President Biden’s rhetoric about IPEF emphasises the benefits for workers, consumers and the environment, but the reality is that giant internet corporations had the inside running long before trade unions, environment and community advocates were aware of the initiative.

When the US published the “four pillars” for IPEF in September 2022, the Trade Pillar included: “We intend to advance inclusive digital trade by building an environment of trust and confidence in the digital economy, by addressing discriminatory practices, and by promoting trusted and secure cross-border data flows.” This is the Big Tech language for deregulation of cross-border data flows, no requirement for a local presence, and no government access to algorithms and source code.

In a January 2022 email to Amazon, a USTR official requested multiple meetings between Sarah Bianchi, the deputy trade representative, and Michael Punke and Jennifer Prescott, members of Amazon’s government affairs team and former USTR officials, “to get to know them better.” Punke had been a deputy trade representative and ambassador to the World Trade Organization, while Prescott was an Assistant Trade Representative for Environment and Natural Resources. 

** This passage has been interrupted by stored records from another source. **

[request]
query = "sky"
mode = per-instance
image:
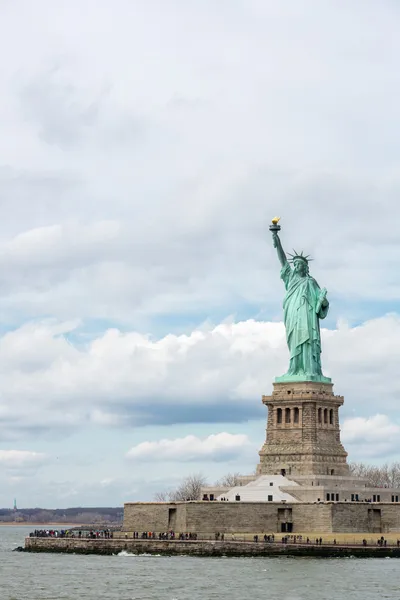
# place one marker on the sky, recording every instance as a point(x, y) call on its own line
point(145, 146)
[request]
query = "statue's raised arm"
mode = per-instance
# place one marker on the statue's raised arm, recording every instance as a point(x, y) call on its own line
point(274, 228)
point(303, 307)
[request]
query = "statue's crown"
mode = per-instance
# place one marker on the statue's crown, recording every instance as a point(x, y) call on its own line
point(300, 256)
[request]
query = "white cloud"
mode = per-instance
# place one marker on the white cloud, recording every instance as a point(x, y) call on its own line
point(216, 373)
point(221, 446)
point(21, 459)
point(136, 195)
point(371, 437)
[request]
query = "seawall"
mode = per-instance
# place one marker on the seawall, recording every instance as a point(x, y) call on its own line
point(203, 548)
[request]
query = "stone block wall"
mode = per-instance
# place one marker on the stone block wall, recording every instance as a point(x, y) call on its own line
point(260, 517)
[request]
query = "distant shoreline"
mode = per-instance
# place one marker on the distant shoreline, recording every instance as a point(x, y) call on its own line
point(55, 524)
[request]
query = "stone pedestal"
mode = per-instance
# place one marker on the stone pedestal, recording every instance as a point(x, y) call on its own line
point(303, 434)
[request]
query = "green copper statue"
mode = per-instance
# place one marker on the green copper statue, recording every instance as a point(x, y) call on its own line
point(304, 305)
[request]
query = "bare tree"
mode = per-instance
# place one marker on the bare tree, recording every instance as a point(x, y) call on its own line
point(378, 475)
point(228, 480)
point(161, 497)
point(188, 489)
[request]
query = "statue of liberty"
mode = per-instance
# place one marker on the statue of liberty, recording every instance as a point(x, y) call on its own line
point(305, 303)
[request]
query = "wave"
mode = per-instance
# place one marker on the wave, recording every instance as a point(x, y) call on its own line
point(125, 553)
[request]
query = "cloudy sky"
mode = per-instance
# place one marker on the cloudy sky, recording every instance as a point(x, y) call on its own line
point(144, 147)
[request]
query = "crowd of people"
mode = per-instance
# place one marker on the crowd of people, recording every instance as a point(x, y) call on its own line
point(73, 533)
point(171, 535)
point(165, 535)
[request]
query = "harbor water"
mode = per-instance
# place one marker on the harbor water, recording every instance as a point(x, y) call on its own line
point(26, 576)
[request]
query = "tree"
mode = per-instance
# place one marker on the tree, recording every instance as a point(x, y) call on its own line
point(161, 497)
point(378, 475)
point(228, 480)
point(188, 489)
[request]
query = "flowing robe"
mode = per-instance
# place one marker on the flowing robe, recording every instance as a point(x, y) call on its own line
point(303, 337)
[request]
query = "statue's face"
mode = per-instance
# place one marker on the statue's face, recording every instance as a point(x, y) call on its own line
point(300, 267)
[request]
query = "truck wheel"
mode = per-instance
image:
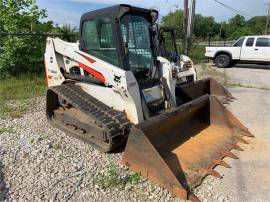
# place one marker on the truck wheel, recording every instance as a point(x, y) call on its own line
point(222, 61)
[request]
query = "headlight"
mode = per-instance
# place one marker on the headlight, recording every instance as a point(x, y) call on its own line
point(187, 64)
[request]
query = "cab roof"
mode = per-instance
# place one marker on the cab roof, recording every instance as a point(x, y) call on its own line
point(116, 12)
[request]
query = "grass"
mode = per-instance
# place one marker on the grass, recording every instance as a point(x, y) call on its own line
point(15, 91)
point(113, 178)
point(207, 70)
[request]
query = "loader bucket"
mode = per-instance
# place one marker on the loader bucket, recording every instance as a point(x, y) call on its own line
point(210, 86)
point(178, 148)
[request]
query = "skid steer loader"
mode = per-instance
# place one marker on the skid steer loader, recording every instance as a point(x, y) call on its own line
point(115, 89)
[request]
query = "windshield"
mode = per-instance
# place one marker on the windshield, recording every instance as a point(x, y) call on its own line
point(135, 35)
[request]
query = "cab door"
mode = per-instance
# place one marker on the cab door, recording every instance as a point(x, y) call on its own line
point(248, 51)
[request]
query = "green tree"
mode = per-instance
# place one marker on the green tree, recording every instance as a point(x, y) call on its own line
point(20, 54)
point(205, 26)
point(174, 20)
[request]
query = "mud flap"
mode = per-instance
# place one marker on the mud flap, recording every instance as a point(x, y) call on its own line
point(188, 92)
point(179, 148)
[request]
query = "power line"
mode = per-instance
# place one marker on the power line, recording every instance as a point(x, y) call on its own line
point(235, 10)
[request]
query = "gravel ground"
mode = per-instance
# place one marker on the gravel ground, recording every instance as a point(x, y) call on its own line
point(42, 163)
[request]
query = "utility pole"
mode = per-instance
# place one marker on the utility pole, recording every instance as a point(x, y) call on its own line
point(267, 19)
point(191, 23)
point(185, 25)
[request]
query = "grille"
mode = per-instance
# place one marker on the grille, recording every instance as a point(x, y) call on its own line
point(75, 71)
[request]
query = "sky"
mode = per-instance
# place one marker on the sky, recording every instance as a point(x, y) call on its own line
point(69, 11)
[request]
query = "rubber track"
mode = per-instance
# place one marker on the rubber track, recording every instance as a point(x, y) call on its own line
point(115, 123)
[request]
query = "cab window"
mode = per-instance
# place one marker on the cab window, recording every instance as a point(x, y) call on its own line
point(263, 42)
point(250, 41)
point(239, 43)
point(99, 40)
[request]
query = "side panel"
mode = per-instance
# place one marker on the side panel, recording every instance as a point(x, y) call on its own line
point(125, 97)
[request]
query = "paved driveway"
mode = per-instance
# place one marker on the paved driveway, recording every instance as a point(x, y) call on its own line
point(250, 75)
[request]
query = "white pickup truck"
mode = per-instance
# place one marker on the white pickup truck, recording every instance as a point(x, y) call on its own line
point(247, 49)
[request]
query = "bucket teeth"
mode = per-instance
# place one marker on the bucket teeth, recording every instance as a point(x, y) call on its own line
point(242, 140)
point(230, 154)
point(247, 133)
point(222, 163)
point(237, 147)
point(212, 172)
point(193, 198)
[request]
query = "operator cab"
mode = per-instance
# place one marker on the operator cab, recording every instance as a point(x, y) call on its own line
point(122, 36)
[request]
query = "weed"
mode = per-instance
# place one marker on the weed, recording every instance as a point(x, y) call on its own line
point(15, 91)
point(6, 130)
point(13, 109)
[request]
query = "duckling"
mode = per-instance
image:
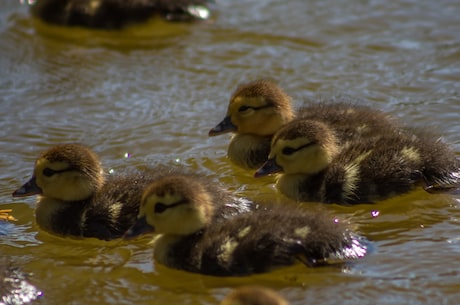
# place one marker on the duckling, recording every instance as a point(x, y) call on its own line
point(314, 168)
point(254, 295)
point(192, 239)
point(259, 108)
point(4, 215)
point(76, 198)
point(116, 14)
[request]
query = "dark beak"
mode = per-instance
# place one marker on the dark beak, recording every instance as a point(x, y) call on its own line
point(223, 127)
point(139, 228)
point(269, 167)
point(28, 189)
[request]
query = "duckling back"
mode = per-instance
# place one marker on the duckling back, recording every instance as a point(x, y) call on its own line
point(350, 120)
point(364, 170)
point(115, 14)
point(248, 243)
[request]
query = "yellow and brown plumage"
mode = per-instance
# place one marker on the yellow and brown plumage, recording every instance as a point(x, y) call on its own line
point(76, 198)
point(314, 167)
point(259, 108)
point(5, 215)
point(116, 14)
point(194, 238)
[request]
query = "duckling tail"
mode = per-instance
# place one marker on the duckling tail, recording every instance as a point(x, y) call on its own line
point(269, 167)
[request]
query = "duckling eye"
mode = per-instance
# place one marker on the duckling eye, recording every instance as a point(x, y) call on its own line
point(243, 108)
point(289, 150)
point(160, 207)
point(48, 172)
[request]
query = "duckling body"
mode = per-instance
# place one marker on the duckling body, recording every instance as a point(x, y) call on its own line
point(259, 108)
point(313, 167)
point(191, 238)
point(115, 14)
point(77, 199)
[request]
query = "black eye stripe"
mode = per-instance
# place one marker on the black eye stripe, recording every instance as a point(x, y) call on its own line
point(48, 172)
point(161, 207)
point(245, 107)
point(290, 150)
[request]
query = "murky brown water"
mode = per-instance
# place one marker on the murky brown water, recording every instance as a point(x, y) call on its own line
point(155, 90)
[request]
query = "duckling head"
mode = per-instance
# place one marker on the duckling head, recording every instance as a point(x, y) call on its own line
point(175, 205)
point(300, 147)
point(260, 107)
point(68, 172)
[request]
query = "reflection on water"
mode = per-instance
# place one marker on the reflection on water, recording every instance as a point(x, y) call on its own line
point(153, 91)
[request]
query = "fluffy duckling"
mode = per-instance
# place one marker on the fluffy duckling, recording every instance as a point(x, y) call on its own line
point(193, 238)
point(253, 295)
point(115, 14)
point(76, 198)
point(314, 168)
point(5, 215)
point(259, 108)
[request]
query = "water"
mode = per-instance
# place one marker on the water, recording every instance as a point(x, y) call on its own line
point(150, 93)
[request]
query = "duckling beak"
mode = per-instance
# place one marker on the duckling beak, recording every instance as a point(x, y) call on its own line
point(269, 167)
point(140, 227)
point(28, 189)
point(223, 127)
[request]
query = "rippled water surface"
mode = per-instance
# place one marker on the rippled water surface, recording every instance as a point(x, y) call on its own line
point(150, 93)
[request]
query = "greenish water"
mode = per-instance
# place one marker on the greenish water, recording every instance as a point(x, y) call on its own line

Bianchi’s staff emailed to set up an additional meeting with Amazon lobbyist Arrow Augerot, previously deputy assistant for congressional affairs at USTR, in February 2022. And Bianchi’s staff in February contacted Google Cloud lobbyist Behnaz Kibria, another former USTR official, to request an “off-the-record” meeting to get “feedback” on IPEF.

They also show that USTR reached out to South Korean government officials about legislation intended to pare back the power of Apple Inc. and Google’s app stores. 

Bhatia in August 2021 emailed US Trade Representative Katherine Tai about Google’s concerns with the South Korean legislation, adding “we would be grateful for your attention to this issue and for raising those concerns with the Korean government.” Tai wrote back within a few days, agreeing to “touch base with my counterpart(s) in Seoul,” and promising to “make sure we and our teams are in touch with any insights we are able to glean.” 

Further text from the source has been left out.